If you don’t fancy making a fuss, you can always roast the lamb (flavoured with rosemary and garlic) and instead of the goat’s cheese sauce, substitute with roast potatoes (patate al forno) and a mixed salad side (insalata mista). And most importantly, don’t forget the wine!
Barbaresco, the Italian red made with the Nebbiolo grape is an elegant accompaniment for your Easter meal. This wine is produced on the hillsides and vineyards near the commune of Barbaresco, Neive, and Treiso in the Langhe, just to the east of Alba. As it is made from the same grape variety as its big brother Barolo, the two wines do share some characteristics, but there are also differences. The sea breeze reaches the Barbaresco growing zones earlier, which allows the grapes to ripen before those in the Barolo areas, altering its aromatic and taste profile and creating altogether a different wine.
Gaja is one of the best and most well-known Barbaresco producers, but there are many other great winemakers to be found, as well. Photo from Alessandro, Creative Commons
Pleasantly aromatic with floral bouquets of roses and violets and notes of cherry, truffle and fennel, it is lighter in colour and body than Barolo but is nevertheless well structured. To obtain DOCG status it has to age for a minimum of 2 years (with at least one year in oak barrels). To go to Riserva status, that extends up to 4 years. The best examples of Barbaresco are generally consumed 5-10 years after bottling.

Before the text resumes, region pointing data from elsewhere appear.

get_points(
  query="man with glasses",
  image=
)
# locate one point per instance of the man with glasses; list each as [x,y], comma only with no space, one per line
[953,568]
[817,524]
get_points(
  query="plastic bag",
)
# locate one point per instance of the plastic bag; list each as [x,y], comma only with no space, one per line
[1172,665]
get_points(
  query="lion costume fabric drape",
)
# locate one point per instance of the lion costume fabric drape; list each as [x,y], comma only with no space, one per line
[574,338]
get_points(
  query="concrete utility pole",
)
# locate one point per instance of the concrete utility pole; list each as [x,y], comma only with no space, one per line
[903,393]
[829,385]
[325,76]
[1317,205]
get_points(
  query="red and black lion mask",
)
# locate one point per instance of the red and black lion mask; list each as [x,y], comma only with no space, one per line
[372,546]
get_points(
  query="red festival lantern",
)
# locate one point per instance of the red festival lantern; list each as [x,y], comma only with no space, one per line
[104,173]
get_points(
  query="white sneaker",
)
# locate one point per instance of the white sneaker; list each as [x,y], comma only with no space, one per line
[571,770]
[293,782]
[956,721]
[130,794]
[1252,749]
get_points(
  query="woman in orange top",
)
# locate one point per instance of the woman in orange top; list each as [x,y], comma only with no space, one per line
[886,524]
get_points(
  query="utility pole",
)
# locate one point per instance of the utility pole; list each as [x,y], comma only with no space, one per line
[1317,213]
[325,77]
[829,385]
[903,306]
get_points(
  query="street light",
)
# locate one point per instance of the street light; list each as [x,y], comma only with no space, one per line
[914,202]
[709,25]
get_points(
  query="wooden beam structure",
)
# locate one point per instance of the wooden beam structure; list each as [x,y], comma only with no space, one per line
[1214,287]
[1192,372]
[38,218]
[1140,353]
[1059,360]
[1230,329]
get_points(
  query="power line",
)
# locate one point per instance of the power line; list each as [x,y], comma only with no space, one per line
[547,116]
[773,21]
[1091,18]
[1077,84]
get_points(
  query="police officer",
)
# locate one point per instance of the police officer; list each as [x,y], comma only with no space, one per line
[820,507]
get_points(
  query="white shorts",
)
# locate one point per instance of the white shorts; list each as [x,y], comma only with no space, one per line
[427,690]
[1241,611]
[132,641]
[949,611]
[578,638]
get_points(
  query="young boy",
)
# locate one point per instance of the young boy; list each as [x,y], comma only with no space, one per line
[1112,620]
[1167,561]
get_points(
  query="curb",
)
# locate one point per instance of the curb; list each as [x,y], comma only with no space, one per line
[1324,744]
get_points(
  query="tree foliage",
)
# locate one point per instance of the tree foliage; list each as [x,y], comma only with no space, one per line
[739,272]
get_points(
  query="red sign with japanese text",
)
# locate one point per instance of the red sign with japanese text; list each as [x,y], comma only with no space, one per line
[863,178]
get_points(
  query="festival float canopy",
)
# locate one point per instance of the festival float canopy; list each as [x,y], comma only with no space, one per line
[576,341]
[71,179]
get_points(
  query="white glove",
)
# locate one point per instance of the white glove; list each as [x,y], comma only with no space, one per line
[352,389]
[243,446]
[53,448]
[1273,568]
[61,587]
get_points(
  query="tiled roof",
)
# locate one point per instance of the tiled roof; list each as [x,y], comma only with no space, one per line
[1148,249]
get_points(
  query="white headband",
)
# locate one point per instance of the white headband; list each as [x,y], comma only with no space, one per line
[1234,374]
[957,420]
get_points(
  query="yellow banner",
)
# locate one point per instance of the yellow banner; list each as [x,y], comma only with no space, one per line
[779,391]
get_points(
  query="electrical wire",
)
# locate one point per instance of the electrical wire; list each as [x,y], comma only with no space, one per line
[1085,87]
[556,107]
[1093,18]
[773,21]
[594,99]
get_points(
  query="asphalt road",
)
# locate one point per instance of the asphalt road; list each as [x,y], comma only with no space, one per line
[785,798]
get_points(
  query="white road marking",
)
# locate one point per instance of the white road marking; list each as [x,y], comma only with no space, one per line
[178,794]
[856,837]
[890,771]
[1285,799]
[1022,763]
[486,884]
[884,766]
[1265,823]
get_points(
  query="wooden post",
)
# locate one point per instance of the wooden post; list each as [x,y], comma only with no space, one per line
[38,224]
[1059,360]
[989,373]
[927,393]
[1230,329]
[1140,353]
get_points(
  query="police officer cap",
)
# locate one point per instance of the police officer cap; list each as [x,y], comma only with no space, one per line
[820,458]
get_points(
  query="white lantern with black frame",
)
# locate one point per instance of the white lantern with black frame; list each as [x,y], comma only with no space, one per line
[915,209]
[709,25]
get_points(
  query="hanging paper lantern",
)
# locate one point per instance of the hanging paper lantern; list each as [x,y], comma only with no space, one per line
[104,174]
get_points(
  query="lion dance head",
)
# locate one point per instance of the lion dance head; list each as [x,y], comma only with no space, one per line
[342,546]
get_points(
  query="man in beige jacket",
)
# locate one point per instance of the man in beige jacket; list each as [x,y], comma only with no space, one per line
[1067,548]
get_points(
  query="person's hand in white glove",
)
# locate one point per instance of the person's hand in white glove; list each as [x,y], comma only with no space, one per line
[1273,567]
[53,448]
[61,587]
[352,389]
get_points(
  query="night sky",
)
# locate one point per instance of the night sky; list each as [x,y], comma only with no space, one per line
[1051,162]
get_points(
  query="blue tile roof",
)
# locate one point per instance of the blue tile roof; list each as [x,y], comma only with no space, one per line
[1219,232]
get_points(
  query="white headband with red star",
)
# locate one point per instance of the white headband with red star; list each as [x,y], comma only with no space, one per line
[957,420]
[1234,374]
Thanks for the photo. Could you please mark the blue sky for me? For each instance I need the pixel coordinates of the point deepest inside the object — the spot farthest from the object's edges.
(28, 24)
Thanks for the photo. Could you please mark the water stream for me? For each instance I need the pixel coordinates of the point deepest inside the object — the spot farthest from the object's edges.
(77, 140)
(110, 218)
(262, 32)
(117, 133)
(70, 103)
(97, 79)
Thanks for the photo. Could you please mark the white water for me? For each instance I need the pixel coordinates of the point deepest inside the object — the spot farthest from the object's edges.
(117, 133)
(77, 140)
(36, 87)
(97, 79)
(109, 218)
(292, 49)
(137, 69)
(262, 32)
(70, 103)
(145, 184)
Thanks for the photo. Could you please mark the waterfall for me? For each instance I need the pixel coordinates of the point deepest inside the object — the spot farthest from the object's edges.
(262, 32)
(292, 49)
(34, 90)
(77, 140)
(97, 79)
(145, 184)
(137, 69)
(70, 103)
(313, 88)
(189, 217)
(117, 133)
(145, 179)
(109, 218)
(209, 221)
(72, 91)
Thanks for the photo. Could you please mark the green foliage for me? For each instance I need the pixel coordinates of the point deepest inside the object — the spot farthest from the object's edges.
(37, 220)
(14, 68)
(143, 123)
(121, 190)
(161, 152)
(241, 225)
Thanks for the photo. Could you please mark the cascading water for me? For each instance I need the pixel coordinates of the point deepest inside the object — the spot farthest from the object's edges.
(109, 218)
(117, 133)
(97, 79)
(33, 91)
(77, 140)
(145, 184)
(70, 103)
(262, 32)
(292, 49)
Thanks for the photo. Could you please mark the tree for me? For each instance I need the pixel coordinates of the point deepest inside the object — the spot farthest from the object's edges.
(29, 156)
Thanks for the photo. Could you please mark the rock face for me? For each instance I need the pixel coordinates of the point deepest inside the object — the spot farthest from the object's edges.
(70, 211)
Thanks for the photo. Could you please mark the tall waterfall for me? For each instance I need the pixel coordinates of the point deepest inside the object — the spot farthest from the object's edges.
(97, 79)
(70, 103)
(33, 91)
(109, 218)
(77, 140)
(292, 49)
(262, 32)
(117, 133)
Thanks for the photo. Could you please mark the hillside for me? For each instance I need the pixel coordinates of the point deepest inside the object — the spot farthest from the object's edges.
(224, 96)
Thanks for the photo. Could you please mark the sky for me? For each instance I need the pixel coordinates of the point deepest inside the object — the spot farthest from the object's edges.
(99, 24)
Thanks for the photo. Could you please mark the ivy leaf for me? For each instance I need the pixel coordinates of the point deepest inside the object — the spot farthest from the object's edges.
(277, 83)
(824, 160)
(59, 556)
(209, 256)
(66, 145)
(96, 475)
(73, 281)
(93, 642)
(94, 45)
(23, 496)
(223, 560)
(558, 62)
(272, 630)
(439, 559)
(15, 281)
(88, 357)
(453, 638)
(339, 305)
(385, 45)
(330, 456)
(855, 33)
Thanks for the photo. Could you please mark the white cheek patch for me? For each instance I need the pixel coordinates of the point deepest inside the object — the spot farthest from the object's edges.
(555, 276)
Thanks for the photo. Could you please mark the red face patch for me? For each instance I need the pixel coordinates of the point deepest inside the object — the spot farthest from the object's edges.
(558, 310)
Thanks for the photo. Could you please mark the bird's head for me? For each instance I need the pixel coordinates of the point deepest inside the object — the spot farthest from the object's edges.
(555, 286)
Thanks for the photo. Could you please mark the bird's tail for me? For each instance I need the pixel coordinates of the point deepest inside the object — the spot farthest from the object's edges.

You’re ready to go! Happy Easter & cin cin
Lara Statham was born in the UK. She has lived in Greece, Hungary, Jordan and Egypt but has called Turin, Piedmont home for the past 17 years. A fan of Piedmontese cuisine and wines, with a penchant for Langhe’s reds, she writes for www.turinitalyguide.com an online travel guide and lifestyle blog about Turin and Piedmont.